Hey everyone! So looking on the Quick List: Gardening for your Bunny quick list there's a list of flowers.


*Flowering Plants*
Apple flowers
Aster
Bachelor's Buttons
Calendulas/Pot Marigolds
Cockscomb
Daisy
Dandelion
Day Lilies (Not actually Lilies... These are of the family Hemerocalis - stick to the blossoms)
Fuschia
Gardenia
Gladiolus (blossoms only)
Hosta
Hyssop
Lavender
Lilac
Pansy
Pot Marigolds/Calendulas
Nasturtiums
Rose
Sweet Pea
Sunflower
Violet
Zinnia


They can eat all those?! Like... Hostas... as in the plants that grow great everywhere? These? http://www.boryslawice.pl/attachments/Image/byliny/Hosta4.jpg Can they eat the leaves or are we only talking about the flowers here? Lilacs too? Just the flowers?

I knew they could have Roses. I usually grow Nasturtiums for the bunnies. And I've given them Apple Blossoms before but I never knew they could have these. 

Can they eat the petals of the sunflowers too? Like the whole flower?! Daisies?! Are Shasta Daisies okay?

Pot marigolds... are those just Marigolds? What's the difference?

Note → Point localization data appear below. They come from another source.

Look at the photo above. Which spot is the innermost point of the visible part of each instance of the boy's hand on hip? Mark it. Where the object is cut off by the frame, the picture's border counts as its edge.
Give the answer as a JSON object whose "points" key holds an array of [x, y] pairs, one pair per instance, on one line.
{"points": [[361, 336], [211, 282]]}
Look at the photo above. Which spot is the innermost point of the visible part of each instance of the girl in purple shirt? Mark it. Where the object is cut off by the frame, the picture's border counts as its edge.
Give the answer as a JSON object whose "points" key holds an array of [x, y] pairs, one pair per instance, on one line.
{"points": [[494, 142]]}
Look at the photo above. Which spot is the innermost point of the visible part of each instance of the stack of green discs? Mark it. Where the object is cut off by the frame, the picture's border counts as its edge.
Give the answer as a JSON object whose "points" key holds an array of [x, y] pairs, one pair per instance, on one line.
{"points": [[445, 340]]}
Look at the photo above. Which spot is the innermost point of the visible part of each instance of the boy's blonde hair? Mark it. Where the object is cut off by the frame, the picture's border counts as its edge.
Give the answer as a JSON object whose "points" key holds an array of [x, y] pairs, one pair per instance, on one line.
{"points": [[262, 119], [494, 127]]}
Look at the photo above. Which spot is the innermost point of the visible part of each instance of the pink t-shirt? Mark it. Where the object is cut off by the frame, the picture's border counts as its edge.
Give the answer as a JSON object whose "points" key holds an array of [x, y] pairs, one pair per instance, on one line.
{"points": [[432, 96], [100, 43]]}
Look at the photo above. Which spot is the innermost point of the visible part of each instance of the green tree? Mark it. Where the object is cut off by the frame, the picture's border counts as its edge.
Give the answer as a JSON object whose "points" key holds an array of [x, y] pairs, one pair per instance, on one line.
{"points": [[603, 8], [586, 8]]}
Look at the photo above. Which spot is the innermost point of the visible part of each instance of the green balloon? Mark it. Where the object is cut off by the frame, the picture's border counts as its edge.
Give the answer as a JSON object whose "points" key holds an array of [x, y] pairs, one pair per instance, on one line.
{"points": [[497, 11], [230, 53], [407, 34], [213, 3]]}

I'm kinda amazed! haha! I really wanted to add some flowers to the rabbit garden. But I don't know if we are talking about only the flowers or what.

Can they have hibiscus flowers? I know animals like chinchillas and degus can have them.

I just want to be 100% sure on what they can and cannot eat!


----------



## Boz (May 20, 2011)

Figured out the Marigold thing. They are different! But I still am wondering about the rest! 

Thanks!


----------